Aryeh Deri and Isaac Herzog (Photos: Yoav Davidkovitz and AFP)
Aryeh Deri and Isaac Herzog (Photos: Yoav Davidkovitz and AFP)

 

It's too early to say how these inquiries will end up. Instinctively, it seems that this cannot be. I mean, we're talking here about two intelligent, experienced, careful people. Aryeh Mahlouf Deri's return from being a convicted criminal to leading Shas and the Interior Ministry was a long journey. A long and exhausting journey that you could say is still unfinished. He is still the provisional Interior Minister, his past crimes have not yet been wiped clean, and the public has still not forgotten.

 

"It can't be," says the reasonable man to himself, "that this sophisticated man, who sits in the government as a level-headed, mature, responsible person, consciously crossed the line and repeated the mistakes that got him sent to prison for years."

 

It can't be that the Jacuzzi that featured in the first act is now starring alongside two pools and a luxurious house in Safsufa. And how can it be that a man who ran a transparent campaign in the last elections hid all his family, his children and his property?"

 

It just seems that all that this man is looking for these days is legitimacy. Public sympathy. Fixing all those years that he was in jail. Returning not only to the ministry from which he was sent to prison, but to the unique position that he once held in the days of Rabin and Netanyahu's first term, when he was a mover and a shaker, a modern and a moderate, a media darling that everybody wanted to be around.

 

In fact, he's popular in the government. At times of crises, tantrums and fights the likes of which are frequent in Netanyahu's cabinet, Deri is the calming influence who puts things back in proportion. He often comes in to order a debate that has gotten out of control. Even in the Security Cabinet, Deri's presence is sane and moderating, which is certainly welcomed by the security officials.

 

There is no doubt that the story landed on Deri out of the clear blue sky. Even if questions had been asked in the past about the large amount of property that he had amassed, it's doubtful if he would have thought that it would come to a police investigation - that pictures of his apartments in Jerusalem and Tel Aviv and aerial photographs of his family's vacation house would be at the top of the news.

 

And Herzog.
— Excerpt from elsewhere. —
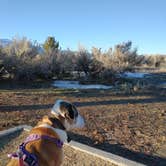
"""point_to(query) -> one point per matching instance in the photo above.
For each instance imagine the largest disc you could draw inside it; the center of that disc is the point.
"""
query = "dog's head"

Our Bougie. What can I say about the leader of the opposition, who even on Wednesday spoke of the unity talks that were progressing between him and Netanyahu. By the way, there's no point in asking him about that. He'll deny it. He always denies. But the question that will be asked about his police inquiry is "Why now?" Who wanted to put out a leg for him to trip over? And, as opposed to Deri, it's conceivable that this is a targeted elimination from inside his own party.

 

Just don’t underestimate Herzog's capacity to survive. The nerdy character that we all know is just one side of his personality. The man is a lot more impervious than he looks. And when he needs it, his toy isn't a teddy bar, but a sharp knife.